A Donald Trump le gusta jactarse, o tal vez amenazar sería el término más preciso, de que el mercado de valores se derrumbará si él es destituido.

Probablemente cree que el cielo caerá, los mares hervirán y las montañas también se derrumbarán, aunque solo sea en su propia mente.

Sin embargo, una empresa de inversión de Wall Street piensa diferente.

Chris Meekins, analista de la firma de inversión Raymond James, dijo a CNN Business que lo contrario era realmente cierto y que ellos predicen que el mercado de valores realmente se recuperará si el presidente renuncia, lo que, en a la manera de Richard Nixon, es lo que probablemente hará antes de enfrentar un juicio político.

Meekins proporcionó el razonamiento para respaldar su pronóstico de un evento que admitió que tenía una “baja probabilidad” de ocurrir, diciendo que un presidente Pence ayudaría a estabilizar el sector financiero.

“Después del shock inicial, creemos que el mercado se recuperará ya que Pence es una opción predecible, tradicional y conservadora”, escribió la firma de inversión en un informe a principios de esta semana.

El analista le dijo a CNN Business que la charla dentro de los medios financieros de Washington sobre la posibilidad de que el presidente renunciara en lugar de ser destituido inspiró el informe.

“Independientemente, diferentes personas asociadas con la órbita de Trump plantearon esta idea no solicitada”, dijo Meekins al medio de comunicación por cable.
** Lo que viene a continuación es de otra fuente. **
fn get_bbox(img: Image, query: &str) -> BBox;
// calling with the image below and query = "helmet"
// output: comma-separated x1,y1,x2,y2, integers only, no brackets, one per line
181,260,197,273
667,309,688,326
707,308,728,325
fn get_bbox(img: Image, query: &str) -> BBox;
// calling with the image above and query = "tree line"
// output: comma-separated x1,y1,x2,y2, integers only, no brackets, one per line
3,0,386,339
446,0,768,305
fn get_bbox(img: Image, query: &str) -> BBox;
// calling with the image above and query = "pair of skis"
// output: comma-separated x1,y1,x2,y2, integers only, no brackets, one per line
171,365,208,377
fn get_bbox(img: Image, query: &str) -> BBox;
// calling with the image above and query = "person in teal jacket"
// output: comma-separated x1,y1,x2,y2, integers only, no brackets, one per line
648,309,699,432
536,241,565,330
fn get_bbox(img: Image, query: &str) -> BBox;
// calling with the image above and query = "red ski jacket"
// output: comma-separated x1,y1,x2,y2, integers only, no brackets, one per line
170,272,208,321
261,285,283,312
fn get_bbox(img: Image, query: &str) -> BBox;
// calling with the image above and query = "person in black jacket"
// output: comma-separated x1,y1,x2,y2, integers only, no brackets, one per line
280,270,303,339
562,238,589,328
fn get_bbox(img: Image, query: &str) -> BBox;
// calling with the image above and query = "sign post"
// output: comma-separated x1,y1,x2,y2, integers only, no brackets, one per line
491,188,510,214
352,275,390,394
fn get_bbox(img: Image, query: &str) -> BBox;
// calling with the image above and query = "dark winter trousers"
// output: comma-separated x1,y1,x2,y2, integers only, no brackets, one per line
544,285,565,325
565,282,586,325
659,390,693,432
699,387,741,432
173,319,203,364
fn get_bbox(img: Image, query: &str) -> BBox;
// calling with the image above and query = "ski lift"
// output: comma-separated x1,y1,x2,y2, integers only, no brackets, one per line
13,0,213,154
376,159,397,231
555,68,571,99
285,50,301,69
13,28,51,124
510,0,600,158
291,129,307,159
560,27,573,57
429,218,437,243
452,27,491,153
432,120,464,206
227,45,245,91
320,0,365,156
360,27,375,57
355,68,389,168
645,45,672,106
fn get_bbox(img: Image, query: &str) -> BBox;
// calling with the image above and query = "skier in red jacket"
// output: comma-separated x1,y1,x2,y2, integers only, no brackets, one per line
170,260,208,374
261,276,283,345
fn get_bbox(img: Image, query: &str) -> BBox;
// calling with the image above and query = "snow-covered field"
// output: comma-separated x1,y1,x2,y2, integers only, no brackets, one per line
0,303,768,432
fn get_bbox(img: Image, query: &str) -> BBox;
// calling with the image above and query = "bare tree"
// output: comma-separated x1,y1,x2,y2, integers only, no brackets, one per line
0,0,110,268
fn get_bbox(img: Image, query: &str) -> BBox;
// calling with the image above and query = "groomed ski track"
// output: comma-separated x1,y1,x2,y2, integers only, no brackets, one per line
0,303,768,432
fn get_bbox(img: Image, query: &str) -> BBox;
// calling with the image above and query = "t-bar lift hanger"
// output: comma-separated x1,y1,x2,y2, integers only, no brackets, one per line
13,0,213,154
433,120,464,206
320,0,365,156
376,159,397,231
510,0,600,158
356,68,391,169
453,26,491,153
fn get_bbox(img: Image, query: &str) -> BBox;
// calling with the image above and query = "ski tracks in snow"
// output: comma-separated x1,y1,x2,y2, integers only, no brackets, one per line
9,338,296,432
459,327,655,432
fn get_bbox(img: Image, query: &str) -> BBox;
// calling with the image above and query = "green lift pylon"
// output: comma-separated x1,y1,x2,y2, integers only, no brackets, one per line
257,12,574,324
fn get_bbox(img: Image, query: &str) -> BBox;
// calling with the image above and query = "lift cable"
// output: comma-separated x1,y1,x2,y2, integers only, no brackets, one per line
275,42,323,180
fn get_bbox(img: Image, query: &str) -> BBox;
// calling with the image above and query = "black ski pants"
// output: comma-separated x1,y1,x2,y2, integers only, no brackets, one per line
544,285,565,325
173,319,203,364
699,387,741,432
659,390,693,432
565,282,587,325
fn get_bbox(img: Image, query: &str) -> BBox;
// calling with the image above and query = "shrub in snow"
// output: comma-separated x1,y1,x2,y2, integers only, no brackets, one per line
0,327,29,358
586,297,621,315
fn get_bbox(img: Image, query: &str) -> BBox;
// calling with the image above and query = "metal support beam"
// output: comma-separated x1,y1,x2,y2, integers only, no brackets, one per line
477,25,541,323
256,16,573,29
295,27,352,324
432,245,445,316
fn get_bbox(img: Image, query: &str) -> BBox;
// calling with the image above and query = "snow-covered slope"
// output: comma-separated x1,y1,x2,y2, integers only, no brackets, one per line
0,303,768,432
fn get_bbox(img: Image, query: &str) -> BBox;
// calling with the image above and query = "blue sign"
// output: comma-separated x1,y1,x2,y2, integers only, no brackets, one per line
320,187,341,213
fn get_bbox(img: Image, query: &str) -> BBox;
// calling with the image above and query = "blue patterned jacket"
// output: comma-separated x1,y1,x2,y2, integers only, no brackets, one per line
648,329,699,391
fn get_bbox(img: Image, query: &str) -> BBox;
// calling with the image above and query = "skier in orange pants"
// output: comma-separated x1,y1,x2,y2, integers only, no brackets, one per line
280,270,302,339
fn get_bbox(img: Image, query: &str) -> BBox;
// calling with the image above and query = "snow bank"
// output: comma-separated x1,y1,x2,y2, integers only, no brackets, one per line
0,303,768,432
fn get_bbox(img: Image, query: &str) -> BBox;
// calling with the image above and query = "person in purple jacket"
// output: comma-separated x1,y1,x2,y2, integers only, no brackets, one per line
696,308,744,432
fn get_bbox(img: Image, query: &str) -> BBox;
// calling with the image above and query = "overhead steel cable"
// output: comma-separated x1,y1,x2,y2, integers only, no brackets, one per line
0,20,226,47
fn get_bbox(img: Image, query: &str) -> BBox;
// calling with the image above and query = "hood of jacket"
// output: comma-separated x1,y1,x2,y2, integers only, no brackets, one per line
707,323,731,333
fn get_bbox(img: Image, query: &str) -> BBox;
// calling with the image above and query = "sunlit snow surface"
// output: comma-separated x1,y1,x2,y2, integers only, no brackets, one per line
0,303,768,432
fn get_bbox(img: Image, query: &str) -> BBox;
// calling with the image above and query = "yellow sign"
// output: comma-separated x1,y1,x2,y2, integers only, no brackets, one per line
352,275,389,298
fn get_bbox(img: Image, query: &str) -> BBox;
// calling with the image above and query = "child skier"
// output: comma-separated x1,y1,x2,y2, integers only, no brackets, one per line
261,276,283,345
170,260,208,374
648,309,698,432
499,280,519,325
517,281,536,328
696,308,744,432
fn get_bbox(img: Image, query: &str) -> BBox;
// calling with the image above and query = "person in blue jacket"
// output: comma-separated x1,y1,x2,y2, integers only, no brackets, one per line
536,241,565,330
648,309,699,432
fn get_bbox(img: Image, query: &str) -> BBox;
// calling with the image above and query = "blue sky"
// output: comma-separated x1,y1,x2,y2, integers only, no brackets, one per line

Con la idea de un posible presidente Pence que restaure la tranquilidad al mercado, Meekins dice que el informe de su empresa fue uno de los más leídos en su historia.
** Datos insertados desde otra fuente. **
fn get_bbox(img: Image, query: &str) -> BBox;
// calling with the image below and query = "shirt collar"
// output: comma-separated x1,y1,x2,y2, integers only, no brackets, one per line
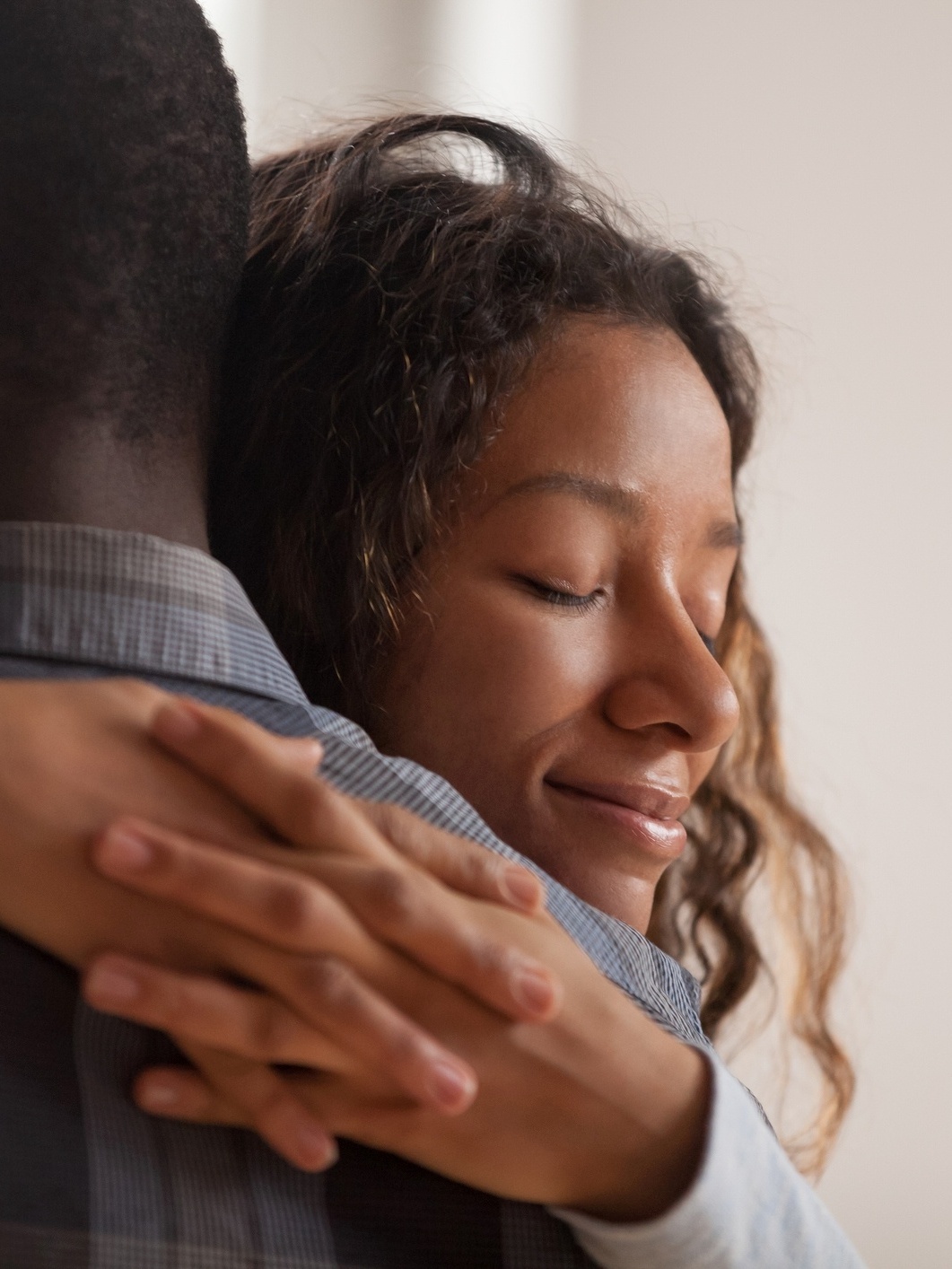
0,521,307,705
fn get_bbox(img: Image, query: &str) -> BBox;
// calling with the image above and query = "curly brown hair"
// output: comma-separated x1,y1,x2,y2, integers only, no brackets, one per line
211,114,853,1170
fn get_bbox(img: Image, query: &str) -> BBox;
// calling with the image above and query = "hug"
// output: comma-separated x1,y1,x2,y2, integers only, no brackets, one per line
0,0,860,1269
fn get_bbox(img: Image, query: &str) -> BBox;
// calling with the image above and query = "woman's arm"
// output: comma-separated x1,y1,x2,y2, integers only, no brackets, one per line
82,700,860,1269
0,678,554,1107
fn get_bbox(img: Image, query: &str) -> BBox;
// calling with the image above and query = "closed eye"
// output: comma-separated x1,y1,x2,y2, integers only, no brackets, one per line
517,576,604,609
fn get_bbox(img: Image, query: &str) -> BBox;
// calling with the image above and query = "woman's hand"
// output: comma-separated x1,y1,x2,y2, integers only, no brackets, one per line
94,822,707,1220
0,678,557,1147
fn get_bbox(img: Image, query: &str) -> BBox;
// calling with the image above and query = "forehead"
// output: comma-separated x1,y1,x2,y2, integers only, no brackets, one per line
478,319,732,510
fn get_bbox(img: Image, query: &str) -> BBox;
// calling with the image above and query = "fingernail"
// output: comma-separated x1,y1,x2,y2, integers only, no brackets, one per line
429,1061,476,1110
513,967,555,1014
153,701,202,745
86,965,140,1005
137,1077,179,1110
97,828,155,873
294,1119,337,1168
499,864,542,910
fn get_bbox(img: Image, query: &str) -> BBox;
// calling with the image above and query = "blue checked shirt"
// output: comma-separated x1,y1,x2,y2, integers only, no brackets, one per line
0,524,858,1269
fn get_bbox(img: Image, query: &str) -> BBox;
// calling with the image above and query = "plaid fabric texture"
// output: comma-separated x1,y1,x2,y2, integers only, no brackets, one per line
0,524,707,1269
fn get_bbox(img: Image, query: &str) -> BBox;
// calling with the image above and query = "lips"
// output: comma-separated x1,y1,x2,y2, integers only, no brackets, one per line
545,778,691,859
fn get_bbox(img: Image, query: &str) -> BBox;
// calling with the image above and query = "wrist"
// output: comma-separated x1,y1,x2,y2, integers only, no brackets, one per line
563,1036,712,1223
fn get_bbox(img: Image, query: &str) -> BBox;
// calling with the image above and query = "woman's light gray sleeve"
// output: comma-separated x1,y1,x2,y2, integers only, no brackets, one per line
552,1058,862,1269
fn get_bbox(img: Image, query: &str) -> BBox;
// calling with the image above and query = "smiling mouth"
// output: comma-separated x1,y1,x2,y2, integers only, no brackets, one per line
545,779,691,861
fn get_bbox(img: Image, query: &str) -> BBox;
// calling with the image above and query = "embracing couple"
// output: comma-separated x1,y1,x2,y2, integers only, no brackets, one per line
0,0,858,1269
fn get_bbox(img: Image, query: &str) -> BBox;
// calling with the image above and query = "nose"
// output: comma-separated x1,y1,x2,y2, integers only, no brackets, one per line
604,600,740,753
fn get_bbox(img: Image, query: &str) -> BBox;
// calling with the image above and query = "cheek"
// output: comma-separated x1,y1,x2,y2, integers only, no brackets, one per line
688,746,722,797
389,592,600,778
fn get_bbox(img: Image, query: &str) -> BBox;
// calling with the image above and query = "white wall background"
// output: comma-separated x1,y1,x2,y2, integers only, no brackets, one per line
197,0,952,1269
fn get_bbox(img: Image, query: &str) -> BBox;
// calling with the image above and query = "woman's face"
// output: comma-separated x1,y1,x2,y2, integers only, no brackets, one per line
374,319,738,930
“Eso crearía cierta certeza, que el mercado históricamente anhela”, dijo. “Algunos inversores se han comunicado diciendo: “Hemos estado hablando de esto durante meses y nos alegra que finalmente lo hayan planteado”.
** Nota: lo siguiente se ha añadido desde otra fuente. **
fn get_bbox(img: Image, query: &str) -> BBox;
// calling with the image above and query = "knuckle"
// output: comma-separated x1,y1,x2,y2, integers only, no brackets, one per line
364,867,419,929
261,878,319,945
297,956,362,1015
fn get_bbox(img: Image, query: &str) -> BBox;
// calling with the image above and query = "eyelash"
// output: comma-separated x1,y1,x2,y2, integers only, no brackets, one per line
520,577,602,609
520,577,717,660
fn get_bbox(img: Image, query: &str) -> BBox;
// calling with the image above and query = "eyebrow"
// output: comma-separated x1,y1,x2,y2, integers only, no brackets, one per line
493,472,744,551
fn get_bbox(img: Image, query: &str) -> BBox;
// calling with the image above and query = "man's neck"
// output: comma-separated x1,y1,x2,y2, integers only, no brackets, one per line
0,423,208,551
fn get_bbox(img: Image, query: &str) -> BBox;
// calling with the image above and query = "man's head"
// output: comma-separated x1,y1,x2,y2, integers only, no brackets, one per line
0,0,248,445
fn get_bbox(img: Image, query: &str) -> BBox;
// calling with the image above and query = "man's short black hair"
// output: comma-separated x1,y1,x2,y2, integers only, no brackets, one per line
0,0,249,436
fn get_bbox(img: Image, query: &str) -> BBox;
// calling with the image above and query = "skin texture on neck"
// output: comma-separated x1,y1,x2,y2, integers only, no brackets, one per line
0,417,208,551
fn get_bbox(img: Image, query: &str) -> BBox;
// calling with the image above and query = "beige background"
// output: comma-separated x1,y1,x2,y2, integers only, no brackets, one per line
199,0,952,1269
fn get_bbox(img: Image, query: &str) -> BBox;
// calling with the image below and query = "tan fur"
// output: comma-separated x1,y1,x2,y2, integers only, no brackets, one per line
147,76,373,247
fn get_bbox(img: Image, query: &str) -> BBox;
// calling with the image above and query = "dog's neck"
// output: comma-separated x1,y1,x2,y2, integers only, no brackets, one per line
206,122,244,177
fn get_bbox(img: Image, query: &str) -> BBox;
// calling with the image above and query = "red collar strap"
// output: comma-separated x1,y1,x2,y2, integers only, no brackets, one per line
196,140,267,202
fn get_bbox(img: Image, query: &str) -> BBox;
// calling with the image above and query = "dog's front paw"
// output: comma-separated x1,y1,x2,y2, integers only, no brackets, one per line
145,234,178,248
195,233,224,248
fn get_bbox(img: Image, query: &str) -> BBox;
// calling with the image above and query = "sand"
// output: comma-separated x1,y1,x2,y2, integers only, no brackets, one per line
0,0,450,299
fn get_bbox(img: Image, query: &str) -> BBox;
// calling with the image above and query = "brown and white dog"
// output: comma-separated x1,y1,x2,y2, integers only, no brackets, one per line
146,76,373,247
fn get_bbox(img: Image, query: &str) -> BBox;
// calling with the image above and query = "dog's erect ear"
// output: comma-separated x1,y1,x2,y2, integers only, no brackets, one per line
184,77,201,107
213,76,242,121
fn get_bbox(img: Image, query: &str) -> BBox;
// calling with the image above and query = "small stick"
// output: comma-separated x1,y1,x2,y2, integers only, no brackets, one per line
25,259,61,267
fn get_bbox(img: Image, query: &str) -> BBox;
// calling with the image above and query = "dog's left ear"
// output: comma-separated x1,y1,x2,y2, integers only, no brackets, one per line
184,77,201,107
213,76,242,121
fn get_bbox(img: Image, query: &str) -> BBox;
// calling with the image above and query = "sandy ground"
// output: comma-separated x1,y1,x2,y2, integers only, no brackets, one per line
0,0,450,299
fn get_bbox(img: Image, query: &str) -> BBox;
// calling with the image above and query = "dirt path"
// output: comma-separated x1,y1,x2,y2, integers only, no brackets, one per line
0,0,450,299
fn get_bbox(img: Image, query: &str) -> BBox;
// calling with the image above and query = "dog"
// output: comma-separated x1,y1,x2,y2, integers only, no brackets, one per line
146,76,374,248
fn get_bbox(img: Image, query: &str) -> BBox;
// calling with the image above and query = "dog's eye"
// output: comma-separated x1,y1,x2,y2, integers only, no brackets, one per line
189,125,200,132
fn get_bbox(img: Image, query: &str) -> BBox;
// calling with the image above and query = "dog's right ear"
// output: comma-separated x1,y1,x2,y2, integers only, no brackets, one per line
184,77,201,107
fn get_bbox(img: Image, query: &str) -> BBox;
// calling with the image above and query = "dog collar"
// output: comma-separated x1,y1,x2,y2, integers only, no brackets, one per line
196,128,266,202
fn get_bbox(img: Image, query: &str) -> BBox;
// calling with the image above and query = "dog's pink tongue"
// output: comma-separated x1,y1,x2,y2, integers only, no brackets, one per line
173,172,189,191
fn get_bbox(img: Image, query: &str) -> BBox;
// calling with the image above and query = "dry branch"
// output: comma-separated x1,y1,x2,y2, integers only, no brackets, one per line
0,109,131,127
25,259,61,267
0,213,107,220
Los inversores han reaccionado mal ante el comportamiento rebelde, disparatado e impredecible del presidente Trump, lo que hace que la planificación del futuro sea tan ardua tanto para los inversores como para los CEOs corporativos.

“En cualquier momento, él podría lanzar un tweet que cambie una posición. No existe el proceso tradicional de formulación de políticas “, dijo Meekins.

En un poco de perspicacia política, la empresa de inversión razonó que la partida de Trump conduciría al fin de la guerra comercial con China y beneficiaría a las empresas que dependen de la fabricación y mano de obra barata de China, incluidas las compañías farmacéuticas, empresas de tecnología y contratistas de defensa.

Calificó su justificación al advertir que esta predicción solo se cumpliría de esta manera si Wall Street cree que la medida reduciría la posibilidad de que los demócratas se hagan cargo de la presidencia y el control del Senado en las elecciones del 2020.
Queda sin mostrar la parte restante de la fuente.